Charakteristisch für "Cafe Thoissane" scheint mit die beständige Brechung der von Saxophon und Flügel sowie Keyboard hervorgezauberten Harmonien durch elektronische Gimmicks zu sein. So dachte ich zum Beispiel beim Hören des zweiten Stückes mehrere Schrecksekunden, meine Boxen hätten plötzlich Schaden genommen - allerdings war meine Sorge nur einer geschickt eingespielten, aber das gesamte Stück begleitenden Verzerrung geschuldet.
Die Musik ist in sich paradox: zunächst wie ein atmosphärischer Fremdkörper wirkend liegt der Reiz beim Hören jedoch gerade in der wirklich sehr verspielten Nutzung elektronischer Elemente, die sich zu ansonsten harmonischen Wohlklängen gesellen.
"Cafe Thoissane" zeigt sich insgesamt sehr abwechslungsreich. Jedes Stück gebiert seinen eigenen klanglichen Kosmos. Die klassische musikalische Ausbildung erfährt hier ebenso Würdigung wie im Gebrauch folkloristischer Elemente die frühere Zusammenarbeit beider Musiker mit Mikis Theodorakis und Maria Farantouri.

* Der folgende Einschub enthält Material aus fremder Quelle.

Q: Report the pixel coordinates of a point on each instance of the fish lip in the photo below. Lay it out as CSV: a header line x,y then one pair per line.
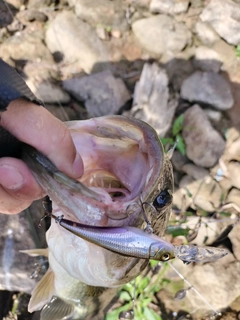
x,y
111,212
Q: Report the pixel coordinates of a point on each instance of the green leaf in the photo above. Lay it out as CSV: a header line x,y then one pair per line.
x,y
113,315
177,125
166,141
150,314
142,284
124,295
181,145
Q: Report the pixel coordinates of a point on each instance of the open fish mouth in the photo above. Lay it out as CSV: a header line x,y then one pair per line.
x,y
124,166
120,167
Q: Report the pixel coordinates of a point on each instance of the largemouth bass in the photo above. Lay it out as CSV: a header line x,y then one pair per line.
x,y
125,169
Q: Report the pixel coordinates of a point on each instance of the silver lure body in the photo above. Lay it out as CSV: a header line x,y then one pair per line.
x,y
128,241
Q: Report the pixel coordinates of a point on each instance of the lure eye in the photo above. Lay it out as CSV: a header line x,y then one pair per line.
x,y
163,199
165,257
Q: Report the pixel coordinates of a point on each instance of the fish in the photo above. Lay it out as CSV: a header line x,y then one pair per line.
x,y
125,171
128,241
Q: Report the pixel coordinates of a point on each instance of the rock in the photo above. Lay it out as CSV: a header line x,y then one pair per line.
x,y
204,194
207,59
178,70
34,15
101,93
16,3
169,6
213,115
224,17
161,33
234,197
106,13
207,88
178,160
233,173
205,33
234,235
40,79
40,3
218,282
77,41
25,46
194,171
15,235
6,16
204,145
151,99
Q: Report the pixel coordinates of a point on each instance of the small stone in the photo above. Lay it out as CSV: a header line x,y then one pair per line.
x,y
36,15
224,17
233,173
213,115
77,41
152,102
207,59
196,172
204,145
205,193
101,93
103,13
178,160
169,6
25,46
161,33
208,88
205,33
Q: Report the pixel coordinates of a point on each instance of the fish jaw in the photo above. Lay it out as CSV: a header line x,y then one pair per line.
x,y
127,153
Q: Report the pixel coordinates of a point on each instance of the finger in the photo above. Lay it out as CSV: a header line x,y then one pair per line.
x,y
18,188
37,127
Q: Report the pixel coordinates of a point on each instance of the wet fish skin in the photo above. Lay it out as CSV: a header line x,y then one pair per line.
x,y
128,241
136,159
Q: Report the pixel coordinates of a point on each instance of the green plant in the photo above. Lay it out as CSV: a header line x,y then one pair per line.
x,y
137,295
176,136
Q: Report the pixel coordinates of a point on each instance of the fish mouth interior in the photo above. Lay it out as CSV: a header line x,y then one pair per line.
x,y
116,157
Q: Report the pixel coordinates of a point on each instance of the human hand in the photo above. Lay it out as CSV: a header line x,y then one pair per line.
x,y
37,127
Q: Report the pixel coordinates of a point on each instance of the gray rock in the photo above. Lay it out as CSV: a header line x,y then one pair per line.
x,y
151,99
101,12
16,234
178,160
25,46
224,17
101,93
208,88
77,41
204,145
169,6
205,33
40,79
161,33
207,59
205,193
233,173
196,172
178,70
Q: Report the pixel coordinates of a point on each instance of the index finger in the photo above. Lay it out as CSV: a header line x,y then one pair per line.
x,y
37,127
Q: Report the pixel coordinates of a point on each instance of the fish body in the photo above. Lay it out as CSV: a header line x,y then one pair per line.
x,y
128,241
124,167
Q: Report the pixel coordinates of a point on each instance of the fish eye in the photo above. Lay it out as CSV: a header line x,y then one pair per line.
x,y
165,257
163,199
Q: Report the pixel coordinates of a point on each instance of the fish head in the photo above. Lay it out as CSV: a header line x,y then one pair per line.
x,y
127,180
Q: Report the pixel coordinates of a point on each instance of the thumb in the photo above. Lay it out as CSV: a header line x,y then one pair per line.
x,y
37,127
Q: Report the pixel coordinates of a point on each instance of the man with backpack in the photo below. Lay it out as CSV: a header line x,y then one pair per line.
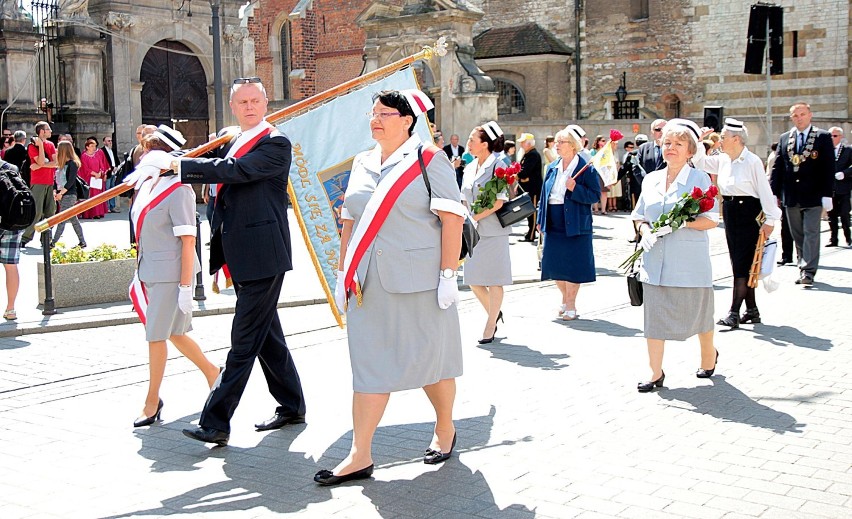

Bleibt noch hinzuzufügen, dass der Handwerker an den Percussionsinstrumenten Nippi Noya ist. Somit treffen hier zwei Vertreter der neuen Jazzgarde auf ein Jazz-Urgestein der einstigen bundesrepublikanischen Szene und bestätigen die Aussage des obigen Zitats denn auch noch personell.
Musik geht neue Wege, die Kategorien verwischen zusehends. Man darf auf zukünftige Einspielungen des Duos gespannt sein und sollte sich die Namen durchaus schon mal merken.
Übrigens: Ich habe überhaupt nichts gegen Projekte. Und Thiossane ist eine Tanzbar im Senegal.